One of the common theological answers is that God has chosen not to meddle.  God is with us but doesn’t save us from ourselves.  Sin has entered the world and wound itself into and under and through everything and every person and our individual and collective choices have made life tragic and difficult.

But even if that is true, it doesn’t answer the Whys that beg to the darkness for a different ending.  Why can’t I see her again in this world?  Why can’t I write a different ending to his life?  Why does God think walking with us through the trials is a better plan than saving us from such maddening pain?

I don’t know.

What I do know is that this life is not just tragedy.  I do know that people have epiphanies that lead them to solutions;  that doctors work miracles that lead to unexpected healing;  that tragedies often bring out the best in those who survive…after they move from asking Why to asking How.

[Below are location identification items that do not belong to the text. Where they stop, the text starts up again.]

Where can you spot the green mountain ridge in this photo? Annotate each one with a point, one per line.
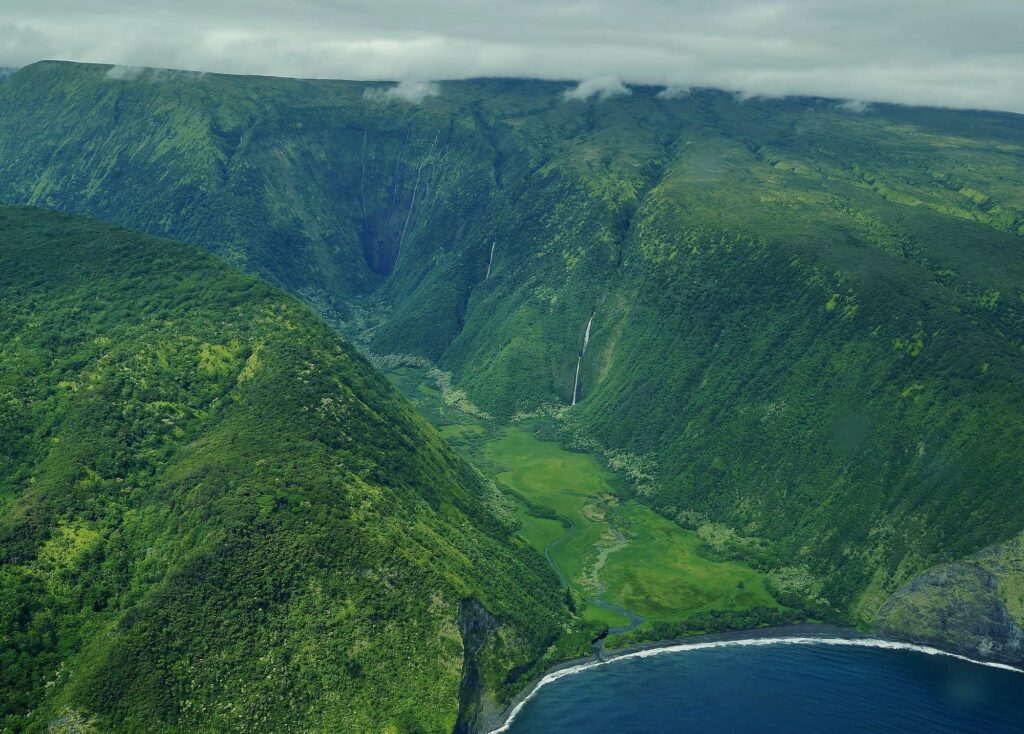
(216, 516)
(807, 322)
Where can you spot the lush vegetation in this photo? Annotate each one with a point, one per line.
(807, 321)
(216, 516)
(568, 508)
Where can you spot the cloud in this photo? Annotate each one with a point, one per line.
(965, 54)
(674, 92)
(408, 91)
(131, 74)
(127, 74)
(601, 87)
(858, 106)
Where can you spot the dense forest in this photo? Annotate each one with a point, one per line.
(215, 515)
(805, 318)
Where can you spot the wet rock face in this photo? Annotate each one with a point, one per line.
(476, 625)
(960, 607)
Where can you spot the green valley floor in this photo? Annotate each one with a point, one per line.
(611, 553)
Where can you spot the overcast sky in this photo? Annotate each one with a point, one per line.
(945, 52)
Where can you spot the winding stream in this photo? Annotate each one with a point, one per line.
(621, 541)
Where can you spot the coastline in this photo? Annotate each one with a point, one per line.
(797, 634)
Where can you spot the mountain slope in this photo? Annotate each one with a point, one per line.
(807, 321)
(214, 515)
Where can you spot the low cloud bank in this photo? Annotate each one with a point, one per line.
(912, 52)
(408, 91)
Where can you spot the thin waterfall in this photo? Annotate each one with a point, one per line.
(412, 203)
(586, 341)
(487, 276)
(363, 178)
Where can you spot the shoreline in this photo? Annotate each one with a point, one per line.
(794, 634)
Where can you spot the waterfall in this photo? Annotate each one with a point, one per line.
(363, 177)
(487, 276)
(586, 341)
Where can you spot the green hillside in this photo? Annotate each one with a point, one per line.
(215, 516)
(807, 321)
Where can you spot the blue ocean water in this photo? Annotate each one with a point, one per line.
(780, 688)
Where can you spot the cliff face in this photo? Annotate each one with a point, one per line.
(973, 607)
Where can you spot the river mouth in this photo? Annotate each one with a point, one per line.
(792, 658)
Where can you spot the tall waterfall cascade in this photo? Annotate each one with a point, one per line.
(489, 261)
(586, 341)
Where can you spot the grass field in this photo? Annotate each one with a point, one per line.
(662, 574)
(659, 572)
(569, 510)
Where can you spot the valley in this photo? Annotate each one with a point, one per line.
(614, 554)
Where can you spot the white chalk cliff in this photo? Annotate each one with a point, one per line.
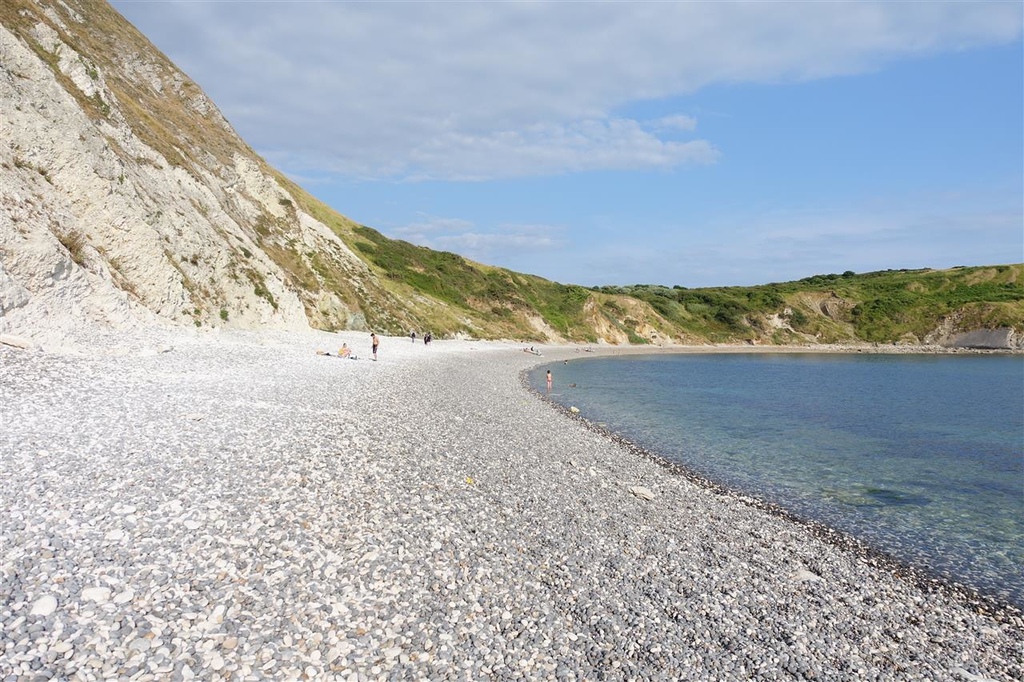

How can I use this to do something that will help other people?  How can I learn from this?  How can I be an advocate so that others will be spared?


Maybe God’s plan is somehow tied to the shift from Why to How.  For if we know anything of God we know that God is found most often in relationships.  In community.  In people who cling to one another until they are whole enough to do something with the tragedy they have endured.

If Why  isolates, How re-creates.

Why is the despair with which we curse the darkness.

How is the light that leads us back to life.

I do not know Why.  But I do know that when we begin to ask How, a shift happens in the universe.  How changes the conversation. How tends to draw others to ourselves and a spark turns into a flame that burns with creativity and energy and leads to dreams that become reality.

And little by little,  life begins again.  Granted, it is never the same as it was before the Why, but it is often with even more purpose and focus and passion.

In the church, we call this process, Resurrection.


  1. This is just a knee-jerk response, but if God swoops in and saves the day, what’s the point? It sounds glib, but honestly, why live in a cosmos with rounded-off corners and padded floors? Even when tragedy overwhelms us and creates an existential bitterness in our hearts, do you really want a universe where the circumstances are so benign that our relationship with the Almighty devolves into a pen pal correspondence- “Everything is fine, how are you doing?”
    Although I didn’t realize it at the time, I grew up with a very Mexican worldview: Life is pain and suffering, and the only way to alleviate is to help one another and have faith… and when the good times come around, CELEBRATE.


  2. What an amazing article. I was going to pass over it in my inbox (so many things to do! feeling discouraged!) but having read it I feel a little more peace with the world and the realities in it. I would suggest that sitting with the “why”s (or sitting *with* the person asking why – as the author has done for/with me in the past) may be necessary before a person can ask how. Sometimes people outside of that intense, cursing grief can see a next step for a person, but no one can take that step for them. The first resurrection took time (3 log days), and caught everyone off guard when it came; so too with each resurrection that we yearn for.